И Насте вдруг стало страшно, страшно быть этим человеком, который не понимает, что с ним происходит, и за него должен кто-то принять решение — решение о его собственной, единственной и неповторимой жизни. А этому кому-то, в свою очередь, может, по большому счету, совсем и наплевать — откроет этот несчастный завтра утром глаза или нет. И вообще, кому интересна чья-то чужая жизнь? Ее всегда волновал и мучил вопрос ценности абстрактной жизни, никак не связанной с тобой лично, с твоим субъективным восприятием действительности, на фоне конечности всего в мире. Настя посмотрела на нефролога. Ей хотелось сказать: «Вы не знали, что делать на Голгофе? Вот же она — Голгофа. Решайте».

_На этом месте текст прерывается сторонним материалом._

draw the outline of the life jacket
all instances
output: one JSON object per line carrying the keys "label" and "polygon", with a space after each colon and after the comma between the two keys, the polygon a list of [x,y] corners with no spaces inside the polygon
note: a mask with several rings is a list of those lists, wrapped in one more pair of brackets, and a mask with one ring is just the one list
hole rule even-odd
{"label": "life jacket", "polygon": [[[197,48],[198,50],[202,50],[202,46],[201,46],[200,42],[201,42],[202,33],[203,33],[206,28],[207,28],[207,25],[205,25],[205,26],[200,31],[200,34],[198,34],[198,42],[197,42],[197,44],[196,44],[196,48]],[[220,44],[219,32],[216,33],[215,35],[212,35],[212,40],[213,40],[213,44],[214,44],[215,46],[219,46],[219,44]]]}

Вместо этого она спросила у него упавшим голосом:
— Если после операции понадобится гемодиализ — поддержите?
— А вы что, хотите взять его? Ну поддержим… — неуверенно пожал плечами.
Может, поддержат, а может, и нет. Впрочем, куда они денутся — там, на месте?
— Я так и запишу, — холодно сказала она.
Они молча зашли в ординаторскую и начали писать. Сначала — нефролог, потом — Настя. Настя прочитала запись нефролога, подпись — абракадабра. Как же его зовут? Теперь уже совсем неудобно спрашивать. Усатый заведующий тоже все это время молчал и напряженно на них посматривал, опершись обоими локтями на стол и непроизвольно монотонно постукивая по нему ручкой. Так продолжалось минут двадцать. Настя в конце записи нарочито аккуратно вывела фамилию, инициалы, подпись. Поставила точку. Закрыла историю болезни.